Em casos de altas concentrações de metais tóxicos, procure um profissional de saúde para lhe orientar num programa de desintoxicação adequado às suas necessidades.

1) Spirulina (Arthrospiraplatensis)

É uma alga verde-azul cultivada em água limpa e fresca e luz solar natural.

Contém:

  • ficocianinaum poderoso antioxidante, que lhe confere uma tonalidade azulada. Cientistas na Espanha mostraram que a ficocianina é uma potente varredor de radicais livres e previne a destruição celular.
  • rica em proteínas, aminoácidos essenciais, vitaminas, minerais e ácidos graxos essenciais (incluindo o ácido linolênico, ou GLA). Age protegendo contra os efeitos devastadores da industrialização e da poluição.

Por exemplo: quando a spirulina foi combinada com o zinco em um estudo envolvendo pessoas que testaram alto teor de arsênico, essa associação reduziu significativamente a presença do poluente.

Sua suplementação pode ser feita em capsula ou em pós. Pode ser também adicionada ao seu smoothie detox.

Os estudos sugerem 500 mg até 3.000 mg por dia de spirulina para uma boa proteção.

2) Carvão ativado

É um pó preto fino, inodoro, insípido, seguro de consumir e muito potente.

De acordo com estudos, pode eliminar metais pesados ​​tóxicos como arsênico, cobre, mercúrio e chumbo que estão se acumulando em seu corpo. Em publicações de saúde a dosagem varia de 2 a 4 gramas por dia de carvão ativado em pó (em doses divididas) misturado com água durante um período de 1 a 2 semanas.

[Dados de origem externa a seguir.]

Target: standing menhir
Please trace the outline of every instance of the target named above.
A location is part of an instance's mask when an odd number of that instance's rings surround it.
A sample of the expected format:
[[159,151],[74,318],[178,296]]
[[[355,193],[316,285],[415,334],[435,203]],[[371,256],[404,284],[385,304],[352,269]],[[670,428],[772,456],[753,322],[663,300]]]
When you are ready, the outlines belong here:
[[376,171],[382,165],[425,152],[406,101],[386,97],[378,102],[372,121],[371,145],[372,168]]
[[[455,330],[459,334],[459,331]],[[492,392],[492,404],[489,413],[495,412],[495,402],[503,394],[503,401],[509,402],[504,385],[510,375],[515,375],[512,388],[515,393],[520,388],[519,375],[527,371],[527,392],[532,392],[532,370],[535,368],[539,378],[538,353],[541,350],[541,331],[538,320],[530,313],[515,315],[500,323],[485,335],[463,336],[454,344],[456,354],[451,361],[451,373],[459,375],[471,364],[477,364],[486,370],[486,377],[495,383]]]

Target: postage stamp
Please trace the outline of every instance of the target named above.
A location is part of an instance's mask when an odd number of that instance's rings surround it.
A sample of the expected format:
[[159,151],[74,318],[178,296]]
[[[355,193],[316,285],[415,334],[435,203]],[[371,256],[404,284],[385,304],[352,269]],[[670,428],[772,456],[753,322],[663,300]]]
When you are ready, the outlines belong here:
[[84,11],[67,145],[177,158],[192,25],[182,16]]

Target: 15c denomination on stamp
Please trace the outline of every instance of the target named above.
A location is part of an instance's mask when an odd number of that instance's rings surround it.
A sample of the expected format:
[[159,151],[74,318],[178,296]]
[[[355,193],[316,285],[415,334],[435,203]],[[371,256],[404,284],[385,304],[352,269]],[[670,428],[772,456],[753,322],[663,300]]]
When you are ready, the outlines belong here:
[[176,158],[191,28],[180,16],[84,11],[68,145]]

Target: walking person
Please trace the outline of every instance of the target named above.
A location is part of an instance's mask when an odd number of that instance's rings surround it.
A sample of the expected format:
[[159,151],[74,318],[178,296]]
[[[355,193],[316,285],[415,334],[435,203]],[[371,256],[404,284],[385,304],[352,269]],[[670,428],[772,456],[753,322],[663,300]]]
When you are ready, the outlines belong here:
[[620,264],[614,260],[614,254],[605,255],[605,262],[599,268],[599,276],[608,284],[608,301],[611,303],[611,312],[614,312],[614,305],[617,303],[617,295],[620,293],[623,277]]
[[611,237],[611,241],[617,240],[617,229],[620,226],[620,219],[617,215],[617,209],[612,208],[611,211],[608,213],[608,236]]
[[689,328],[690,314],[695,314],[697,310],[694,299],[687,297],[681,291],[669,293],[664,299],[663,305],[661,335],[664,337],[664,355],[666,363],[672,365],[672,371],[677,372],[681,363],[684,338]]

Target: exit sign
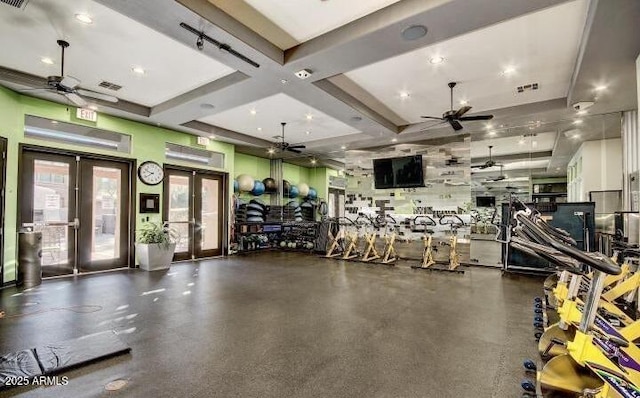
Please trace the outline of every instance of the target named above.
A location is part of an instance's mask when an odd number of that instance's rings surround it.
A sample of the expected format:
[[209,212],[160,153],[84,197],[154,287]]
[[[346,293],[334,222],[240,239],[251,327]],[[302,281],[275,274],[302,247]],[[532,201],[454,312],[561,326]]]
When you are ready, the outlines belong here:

3) Pectina cítrica modificada

É produzida a partir da casca interna de frutas cítricas. Pode eliminar metais tóxicos e pesticidas, sem perdas corpóreas de zinco, cálcio e magnésio. Há o tipo mais indicado de pectina cítrica, pois a grande maioria é constituída por grandes moléculas de hidratos de carbono de cadeia longa. Nestes casos elas são mal absorvidas.

A pectina cítrica usada em estudos clínicos é especialmente formulada para ter maior absorção, que permite mais facilidadede se ligar a toxinas. Procure por pectina cítrica “modificada”.  Nesses estudos sugere-se 5 gramas (1 colher de chá) três vezes ao dia.

Pronto, pode aproveitar seu vinho tranquilamente. E atenção: essas informações ainda não são reconhecidas no Brasil. Portanto, converse com o seu médico para lhe indicar o que é mais adequado no seu caso.